There seems to be a list of several features supported on Second Life viewers which very many developers have spent many years implementing. A new viewer will, therefore, need to support all these features and make them better or add in more to be able to complement, compete effectively with, or completely replace the existing Second Life viewers and that is going to take a lot of time and resources, said Kitely CEO Ilan Tochner.

“That said, creating a new Unity-based viewer that only implements a very limited subset of the features Second Life or OpenSim users have grown accustomed to is definitely doable,” he told Hypergrid Business.

Crystal Frost seems to differentiate itself from Firestorm by offering a more realistic virtual reality support. It currently supports all forms of objects except rigged mesh, fitted, bento, and animesh. It also supports textures, sim sun position tracking, and animates physical objects, while the water levels adjust to the height of the sim. It also features normal camera functionality just as found on Firestorm or other Second Life and OpenSim viewers. There also is object scale, rotation, and movement changes. It also supports most object and color changes.

The viewer currently manages a frame rate of 30 FPS, a third of what Firestorm offers, but it will go up when the team does dynamic occlusion culling as done in Firestorm viewers.

Some functionality will, however, not be available with an open source viewer. The water system, for example, is a proprietary Unity functionality that has to be paid for.

“Unfortunately the open source version will not be able to have the fancy water system in it,” she said. “I will provide a dependency switch in case someone wanting to make their own Crystal Frost wants to buy the fancy water system, but I don’t have a license to distribute the source to the water system in question.”

A swimming pool in Second Life when viewed using the Crystal Frost in low frame rates. See one for Firestorm below for comparison. (Image courtesy Berry Bunny.).
Same pool of water above under Firestorm. (Image courtesy Berry Bunny.).

Even though Unity’s best, proprietary water system won’t be available, the viewer does actually offer some advantages over current viewers, via override tags, for special effects such as underwater tunnels and mirrors.

“The water prims, for example, use an override tag,” she said. “You put a #waterbox hashtag in the description of a prim and the next time a Crystal Frost viewer sees that prim is rezzed, it ends up being a box of water with the same dimensions and rotation as the prim in question, and with the same color, which is how you could make a pool of blood for instance.”
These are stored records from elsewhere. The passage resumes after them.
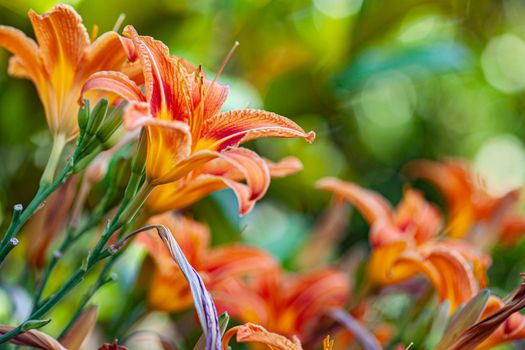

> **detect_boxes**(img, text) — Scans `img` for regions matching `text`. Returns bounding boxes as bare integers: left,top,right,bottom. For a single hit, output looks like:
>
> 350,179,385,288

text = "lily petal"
201,109,315,151
0,26,41,82
28,4,89,68
122,25,191,120
316,177,393,225
81,71,145,104
222,323,303,350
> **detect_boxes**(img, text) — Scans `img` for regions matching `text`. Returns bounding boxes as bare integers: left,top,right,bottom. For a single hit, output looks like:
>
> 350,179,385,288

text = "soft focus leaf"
434,289,490,350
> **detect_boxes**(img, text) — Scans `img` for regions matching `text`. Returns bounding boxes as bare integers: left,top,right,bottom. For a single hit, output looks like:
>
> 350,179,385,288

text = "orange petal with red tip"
81,71,145,104
222,323,303,350
316,177,393,225
122,25,191,120
201,109,315,151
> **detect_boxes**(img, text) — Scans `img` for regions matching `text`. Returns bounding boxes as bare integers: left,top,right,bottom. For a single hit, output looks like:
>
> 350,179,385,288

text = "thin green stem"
60,252,120,338
0,164,73,266
0,179,153,345
32,204,109,310
40,133,67,187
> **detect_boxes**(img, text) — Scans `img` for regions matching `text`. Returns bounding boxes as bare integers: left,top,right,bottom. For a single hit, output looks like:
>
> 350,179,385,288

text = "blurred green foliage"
2,0,525,345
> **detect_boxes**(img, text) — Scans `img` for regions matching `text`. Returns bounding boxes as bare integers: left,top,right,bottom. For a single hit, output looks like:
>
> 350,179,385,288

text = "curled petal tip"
315,177,339,190
305,130,316,143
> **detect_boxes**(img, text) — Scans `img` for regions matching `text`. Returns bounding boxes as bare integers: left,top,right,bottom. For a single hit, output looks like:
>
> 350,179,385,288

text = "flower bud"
77,99,90,131
85,98,108,139
131,130,147,176
96,102,125,147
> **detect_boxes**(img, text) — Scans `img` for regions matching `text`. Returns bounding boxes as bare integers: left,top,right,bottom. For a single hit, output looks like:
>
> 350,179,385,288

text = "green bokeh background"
1,0,525,348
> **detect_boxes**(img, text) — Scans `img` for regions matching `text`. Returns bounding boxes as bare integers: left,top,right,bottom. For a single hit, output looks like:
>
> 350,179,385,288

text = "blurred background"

The water prims can be used to make pools of water, pools of blood, and pools of slime, and objects can be interacted to make water waves that emanate from objects moving through the water.
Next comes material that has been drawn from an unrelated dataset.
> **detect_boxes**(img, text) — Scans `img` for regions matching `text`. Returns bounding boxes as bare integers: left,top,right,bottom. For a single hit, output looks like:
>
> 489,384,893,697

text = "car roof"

She will also add a water-hole override tag to the viewer. The override tag will make it possible for creators to make boats that can cut into the water so it would be possible to, for instance, go under water with the boat without any water getting into the boat. Looking around through while in boat will provide realistic view of the water.

“This will also make building underwater sims with glass tunnels to be realistic without having to worry about the water fog outside the glass dome, or tunnel, or whatever, but not inside,” she said.
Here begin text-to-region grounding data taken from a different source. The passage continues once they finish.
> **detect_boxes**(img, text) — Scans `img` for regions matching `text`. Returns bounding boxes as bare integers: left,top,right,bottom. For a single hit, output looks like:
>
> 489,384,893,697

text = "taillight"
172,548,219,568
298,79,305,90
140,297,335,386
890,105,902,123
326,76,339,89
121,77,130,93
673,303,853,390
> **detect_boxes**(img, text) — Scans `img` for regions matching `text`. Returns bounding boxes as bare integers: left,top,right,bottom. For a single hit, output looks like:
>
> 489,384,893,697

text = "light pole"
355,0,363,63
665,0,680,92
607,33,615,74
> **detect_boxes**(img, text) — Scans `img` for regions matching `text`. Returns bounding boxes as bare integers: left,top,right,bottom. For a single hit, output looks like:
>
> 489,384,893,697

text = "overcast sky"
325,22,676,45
Water polo in Crystal Frost viewer while still in low frame rates. See below for comparison. (Image courtesy Berry Bunny.).
Same water polo under Firestorm. (Image courtesy Berry Bunny.).

Much improved VR support

She is planning to add what she calls proper VR support after the initial public release of the viewer, and once the textures decoding performance issues are solved. Already, the feature is being worked upon, she said, and it will include such unseen features as pop up menus that a user can virtually hold and move around with their hands, rather than a static viewed menu that is always at the edges of an ordinary VR headset.

“Well, as far as I know, the only VR option available at this time is a modded Firestorm and they have got everything handled entirely wrong, but I don’t blame them,” she said. “Anybody who can code can look at the Linden Lab’s code which Firestorm inherited and tell that it is a giant heaping helping of spaghetti.”